ATI did the same thing on a shader in 3DMark03 a while back, gained about 8% performance from it.

If it happens, it's a very good solution (it won't make up for hardware shortcomings, but it will HELP). This is another reason why I like OGL1.5--the compiler is ALWAYS provided by the IHV rather than the ARB or something like that, so basically every company will optimize OGL1.5 performance before they release a driver with support for it.

Bert
09-04-03, 03:59 PM
To clarify this a bit ... this is from page 5 of the 3DCenter article:
A pixel shader 2.0 written according to the recommendations from ATi or created with the current DX9-SDK HLSL compiler unfortunately highlights all those problems. Such shaders use many temp register and have texture instructions packed in a block. A shader of version 1.4 uses the same principles.

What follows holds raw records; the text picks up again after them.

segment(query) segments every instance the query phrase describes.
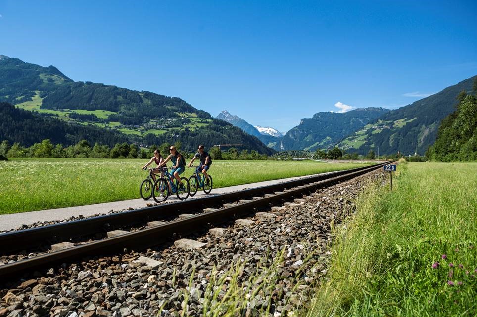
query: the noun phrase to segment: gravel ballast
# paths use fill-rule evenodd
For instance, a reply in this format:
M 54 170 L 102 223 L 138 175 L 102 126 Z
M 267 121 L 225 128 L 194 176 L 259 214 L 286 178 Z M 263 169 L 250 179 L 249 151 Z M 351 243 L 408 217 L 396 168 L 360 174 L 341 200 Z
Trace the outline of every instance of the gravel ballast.
M 181 237 L 205 244 L 198 248 L 171 240 L 33 272 L 0 290 L 0 317 L 201 315 L 226 309 L 219 304 L 233 287 L 243 292 L 237 304 L 243 316 L 296 316 L 326 273 L 331 223 L 354 212 L 369 181 L 385 180 L 373 172 L 251 215 L 251 224 Z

The problem is that for PS 1.4 and 2.0, the recommended instruction order is to bunch all texture fetches in the beginning, storing them in temporary registers, and then perform any arithmetic operations on them.

Here is a much simplified and inaccurate example:
temp1=fetch();
temp2=fetch();
temp3=fetch();
temp4=temp1+temp2;
result=temp3*temp4;

If such code is executed by NV30, much performance is wasted because it is build to fetch and calculate at the same time. With optimized code, it would perform much better:
temp1=fetch();
temp1=temp1+fetch();
result=temp1*fetch();

This not only uses fewer registers, but also less cycles. But, it is exactly the same mathematically, so there is no IQ loss.

Now a good compiler can analyze the first code example above and transform it into the second. However, a good compiler does not grow on trees, but has to be written. That's why it was easier for NVIDIA to just rewrite some shaders and put them into Det40, but we all hope they will eventually get it done ;)

Quote 3DCenter again:
nVidia will have to tackle these problems, the earlier the better. Microsoft is working on an SDK update which will include a new version of the compiler that can produce more "NV30-friendly" code with less temp registers and paired texture ops. But if developers use PS 1.4 or generate only one PS 2.0 shader, this compiler won't help nVidia much. They will have to solve the problem in the driver.